Researchers include:

  • Brett Dickson, assistant research professor of wildlife and landscape ecology, principle investigator for the Sonoran Desert Research Program
  • Steven Sesnie, assistant research professor of remote sensing, principle investigator for the Program
  • Tom Sisk, professor of ecology and director of the Lab of Landscape Ecology and Conservation Biology, co-investigator for the program
  • Bethany Bradley, assistant professor of environmental conservation at the University of Massachusetts, Amherst, co-investigator for the program
  • Luke ZachmannJill Rundall and Valerie Horncastle, senior research specialists, Lab of Landscape Ecology and Conservation Biology
  • Aaryn Olsson, postdoctoral research associate, with a degree from the University of Arizona and an extensive knowledge of the Sonoran Desert and remote sensing.
  • Ophelia Wang, postdoctoral research associate, with a degree on the way from the University of Texas, Austin, and extensive experience in remote sensing and ecology.

Students include:

  • Karl Jarvis, PhD student in biology who came to NAU to do research within a National Science Foundation-funded Integrative Graduate Education and Research Training program. He is using genetics to look at relationships between animals and their environment, and to determine places on the landscape that provide for population connectivity and persistence.
  • Cerissa Hoglander, MS student in environmental science and policy, is studying the relationships between desert bighorn sheep and water resource and habitat availability.
  • The team is currently looking for undergraduate students from both the Flagstaff and Yuma campuses to collect data and work in the field.

Problematic species, such as African buffelgrass, red brome, Sahara mustard, Mediterranean grass and arugula, are invading the habitat of several threatened or endangered native species, and allow fires to become more frequent, more destructive and more costly in an area historically devoid of fire.

The project is expected to provide valuable research opportunities for students, benefit Arizona’s economy and protect its natural resources. Researchers, working out of NAU’s Lab of Landscape Ecology and Conservation Biology, hope to produce tangible results that can be rapidly applied to pressing conservation and management questions.

“We are not just addressing science for the sake of science,” said principal investigator Steve Sesnie, assistant research professor of remote sensing. “We are translating science into a framework suitable for management.”

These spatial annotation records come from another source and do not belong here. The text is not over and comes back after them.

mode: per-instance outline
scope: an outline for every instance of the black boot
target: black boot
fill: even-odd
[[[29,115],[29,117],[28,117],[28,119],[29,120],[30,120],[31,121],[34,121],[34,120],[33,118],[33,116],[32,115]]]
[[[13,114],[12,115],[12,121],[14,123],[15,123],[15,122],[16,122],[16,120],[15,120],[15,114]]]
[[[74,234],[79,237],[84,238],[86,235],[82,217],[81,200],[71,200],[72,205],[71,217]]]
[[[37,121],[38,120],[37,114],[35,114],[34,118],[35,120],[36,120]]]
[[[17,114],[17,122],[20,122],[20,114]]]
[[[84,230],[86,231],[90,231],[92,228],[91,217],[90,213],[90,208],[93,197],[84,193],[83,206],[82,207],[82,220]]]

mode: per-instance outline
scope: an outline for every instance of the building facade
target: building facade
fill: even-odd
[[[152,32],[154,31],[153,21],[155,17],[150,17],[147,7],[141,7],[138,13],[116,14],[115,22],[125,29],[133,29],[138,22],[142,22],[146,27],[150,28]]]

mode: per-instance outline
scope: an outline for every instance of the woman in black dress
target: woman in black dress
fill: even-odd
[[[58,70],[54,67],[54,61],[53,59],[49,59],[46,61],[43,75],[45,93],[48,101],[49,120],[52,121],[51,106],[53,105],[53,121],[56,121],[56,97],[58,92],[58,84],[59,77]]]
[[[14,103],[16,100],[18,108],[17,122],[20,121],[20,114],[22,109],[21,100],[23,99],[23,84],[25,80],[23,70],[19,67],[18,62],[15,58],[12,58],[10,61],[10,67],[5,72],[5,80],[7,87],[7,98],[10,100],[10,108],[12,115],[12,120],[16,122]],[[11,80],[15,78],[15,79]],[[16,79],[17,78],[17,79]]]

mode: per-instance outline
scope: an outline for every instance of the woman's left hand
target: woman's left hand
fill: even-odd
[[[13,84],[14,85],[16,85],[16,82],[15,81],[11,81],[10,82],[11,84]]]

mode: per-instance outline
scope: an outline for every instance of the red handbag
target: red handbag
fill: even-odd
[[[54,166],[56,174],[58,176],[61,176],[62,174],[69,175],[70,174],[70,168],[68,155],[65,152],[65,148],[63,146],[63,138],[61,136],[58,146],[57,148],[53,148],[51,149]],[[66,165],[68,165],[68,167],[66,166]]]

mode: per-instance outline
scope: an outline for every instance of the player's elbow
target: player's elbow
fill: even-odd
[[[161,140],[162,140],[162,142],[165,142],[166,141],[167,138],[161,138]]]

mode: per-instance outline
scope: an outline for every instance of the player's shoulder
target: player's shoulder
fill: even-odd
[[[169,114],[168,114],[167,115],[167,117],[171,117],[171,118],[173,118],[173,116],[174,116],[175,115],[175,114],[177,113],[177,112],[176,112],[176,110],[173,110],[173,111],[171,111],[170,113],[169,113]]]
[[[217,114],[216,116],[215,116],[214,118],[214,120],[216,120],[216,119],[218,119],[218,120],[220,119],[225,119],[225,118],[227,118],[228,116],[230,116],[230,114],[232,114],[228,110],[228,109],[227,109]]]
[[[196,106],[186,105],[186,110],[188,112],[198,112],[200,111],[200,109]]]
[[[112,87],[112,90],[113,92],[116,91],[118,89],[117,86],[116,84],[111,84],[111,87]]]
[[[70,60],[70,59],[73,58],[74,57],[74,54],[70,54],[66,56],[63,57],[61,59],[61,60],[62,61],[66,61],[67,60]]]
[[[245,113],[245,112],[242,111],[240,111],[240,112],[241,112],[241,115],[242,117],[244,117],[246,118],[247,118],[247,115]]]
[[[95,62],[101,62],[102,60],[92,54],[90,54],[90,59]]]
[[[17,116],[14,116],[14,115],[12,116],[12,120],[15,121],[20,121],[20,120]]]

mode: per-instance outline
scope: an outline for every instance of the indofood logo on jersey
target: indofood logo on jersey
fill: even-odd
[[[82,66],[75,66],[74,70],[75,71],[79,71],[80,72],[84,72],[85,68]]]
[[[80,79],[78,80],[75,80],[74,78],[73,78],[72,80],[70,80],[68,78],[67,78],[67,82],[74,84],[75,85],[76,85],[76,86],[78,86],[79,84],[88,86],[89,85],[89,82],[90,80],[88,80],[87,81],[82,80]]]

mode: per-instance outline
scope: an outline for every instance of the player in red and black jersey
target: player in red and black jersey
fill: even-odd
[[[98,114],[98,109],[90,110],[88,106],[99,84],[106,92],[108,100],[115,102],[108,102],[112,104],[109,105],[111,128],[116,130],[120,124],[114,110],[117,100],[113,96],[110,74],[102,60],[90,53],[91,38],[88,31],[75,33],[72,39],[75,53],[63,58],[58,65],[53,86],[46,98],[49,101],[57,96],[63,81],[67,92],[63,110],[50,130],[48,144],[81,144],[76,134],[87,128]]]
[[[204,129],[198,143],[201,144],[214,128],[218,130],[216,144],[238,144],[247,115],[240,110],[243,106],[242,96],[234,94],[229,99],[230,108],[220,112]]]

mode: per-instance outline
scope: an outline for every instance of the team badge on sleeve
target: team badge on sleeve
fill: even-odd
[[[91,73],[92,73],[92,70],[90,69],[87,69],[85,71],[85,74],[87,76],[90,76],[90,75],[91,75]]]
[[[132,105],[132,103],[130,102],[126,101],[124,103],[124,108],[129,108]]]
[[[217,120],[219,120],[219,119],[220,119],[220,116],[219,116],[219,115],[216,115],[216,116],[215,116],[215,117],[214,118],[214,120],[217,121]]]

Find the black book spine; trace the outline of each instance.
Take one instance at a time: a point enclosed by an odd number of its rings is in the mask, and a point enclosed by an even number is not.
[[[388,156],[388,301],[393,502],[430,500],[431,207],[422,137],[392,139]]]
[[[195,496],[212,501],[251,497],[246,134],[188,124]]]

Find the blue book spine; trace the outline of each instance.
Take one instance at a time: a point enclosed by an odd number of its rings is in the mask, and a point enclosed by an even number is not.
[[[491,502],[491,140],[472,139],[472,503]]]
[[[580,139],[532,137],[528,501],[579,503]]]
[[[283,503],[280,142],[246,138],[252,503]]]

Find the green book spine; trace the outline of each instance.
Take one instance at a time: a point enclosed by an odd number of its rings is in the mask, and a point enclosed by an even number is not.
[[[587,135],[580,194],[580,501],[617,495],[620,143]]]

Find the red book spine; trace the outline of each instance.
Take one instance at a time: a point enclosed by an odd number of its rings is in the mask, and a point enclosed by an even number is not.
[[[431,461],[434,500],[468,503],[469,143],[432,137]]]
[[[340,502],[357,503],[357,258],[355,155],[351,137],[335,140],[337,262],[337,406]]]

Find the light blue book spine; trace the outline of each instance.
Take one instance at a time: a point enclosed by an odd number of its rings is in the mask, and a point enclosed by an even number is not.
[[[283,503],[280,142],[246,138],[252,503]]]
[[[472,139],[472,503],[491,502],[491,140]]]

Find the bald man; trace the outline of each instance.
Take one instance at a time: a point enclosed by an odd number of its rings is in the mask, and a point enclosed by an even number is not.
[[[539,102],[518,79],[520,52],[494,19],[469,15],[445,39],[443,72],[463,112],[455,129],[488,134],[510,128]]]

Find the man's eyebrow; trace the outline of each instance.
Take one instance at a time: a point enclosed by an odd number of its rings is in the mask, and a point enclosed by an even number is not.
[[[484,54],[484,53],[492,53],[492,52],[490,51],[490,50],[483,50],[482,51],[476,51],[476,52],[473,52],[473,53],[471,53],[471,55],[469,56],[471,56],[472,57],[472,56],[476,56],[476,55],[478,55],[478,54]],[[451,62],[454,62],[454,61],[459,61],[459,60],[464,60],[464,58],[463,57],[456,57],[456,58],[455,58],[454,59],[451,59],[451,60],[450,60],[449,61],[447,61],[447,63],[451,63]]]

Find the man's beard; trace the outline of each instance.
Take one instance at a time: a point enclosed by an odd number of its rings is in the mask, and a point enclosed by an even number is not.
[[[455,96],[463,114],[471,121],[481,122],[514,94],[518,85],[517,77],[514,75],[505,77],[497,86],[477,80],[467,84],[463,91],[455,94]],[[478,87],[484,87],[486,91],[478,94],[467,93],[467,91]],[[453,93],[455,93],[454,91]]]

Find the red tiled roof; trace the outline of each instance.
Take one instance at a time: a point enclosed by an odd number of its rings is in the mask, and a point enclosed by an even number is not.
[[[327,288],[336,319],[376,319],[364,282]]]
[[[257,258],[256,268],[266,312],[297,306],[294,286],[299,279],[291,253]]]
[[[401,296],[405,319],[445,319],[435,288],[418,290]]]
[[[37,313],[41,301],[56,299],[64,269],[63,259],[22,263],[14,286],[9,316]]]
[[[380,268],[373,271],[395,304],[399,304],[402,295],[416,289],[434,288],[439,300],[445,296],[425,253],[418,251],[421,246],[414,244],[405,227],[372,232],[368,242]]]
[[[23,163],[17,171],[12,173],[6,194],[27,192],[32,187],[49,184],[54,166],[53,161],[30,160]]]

The team also is anticipating the technological advances that will be made in the next four years, and is excited to improve the methods used to measure landscape-scale change over time, especially in light of ongoing climate change and impediments to the movement of wide-ranging species of wildlife.

The program works in cooperation with U.S. Department of Defense, the Bureau of Land Management, U.S. National Park Service, U.S. Fish and Wildlife Service, Arizona Game and Fish Department, and the University of Massachusetts, Amherst. The program has also received additional funding totaling $2.5 million.